30 November 2008

A lot.

Thus far, I've enjoyed thirteen years of aikido, including five distinct styles, six different dojo, and more seminars than I presently care to count. In that time, the following injuries have come my way: a torn knee ligament; a twice-broken nose; a dislocated finger; mat-burn to the point of bleeding from the knees, heels, toes, knuckles, and face; a chipped tooth; a black eye; a couple slight sprains of the wrists; innumerable relatively-minor bruises and cuts; and no small amount of damage to the ego. To be certain, there is more, happily forgotten, for now.

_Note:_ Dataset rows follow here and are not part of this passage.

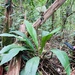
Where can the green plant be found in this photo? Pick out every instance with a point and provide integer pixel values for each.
(31, 45)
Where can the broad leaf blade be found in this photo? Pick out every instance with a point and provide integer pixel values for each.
(63, 58)
(47, 36)
(32, 32)
(13, 52)
(19, 33)
(31, 66)
(24, 37)
(7, 35)
(7, 48)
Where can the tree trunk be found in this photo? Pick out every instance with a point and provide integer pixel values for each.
(8, 21)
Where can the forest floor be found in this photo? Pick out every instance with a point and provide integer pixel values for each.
(58, 42)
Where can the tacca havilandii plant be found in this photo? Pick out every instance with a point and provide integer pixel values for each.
(31, 67)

This sounds, perhaps, like a lot. But I train a lot: three hours a day; six days a week. Compared to the peril, violence, and plain-old accidents of normal life (car wrecks; potato peelers; drunk guys and psychos) it's not a bad ratio for what some might describe as a part-time job in a full-contact sport. Tonight, however, I've reached an ignoble impasse. Tonight I suffer pain I cannot blame on any particular strike, joint-lock, or throw. Tonight I am, simply, sore. It hurts to stand. And walk. Even breathing must be done in proper measure. (Almost) worse than the pain is the mystery of its source. I've been putting forth a little extra effort lately, and I am more often industrious and athletic on the mat than I am lazy. Yet, though I can't single out any specific recent training for blame, my body feels pushed to a more dire limit than I remember it previously knowing. Wisdom teeth surgery sore. Disastrous teenage romance sore. Santa Claus truth sore.

Maybe it's the eight soon-to-test nage for whom I am presently designated uke, and their attendant preparation. Maybe the years are catching up to me even worse than I'd suspected. Maybe, rather than writing and complaining, I should have just gone to bed, instead, but tonight I feel impelled to begin a long-ruminated project, participating in that dubious literary tradition of sharing my pain with the world, and so I begin this blog of just how much aikido hurts.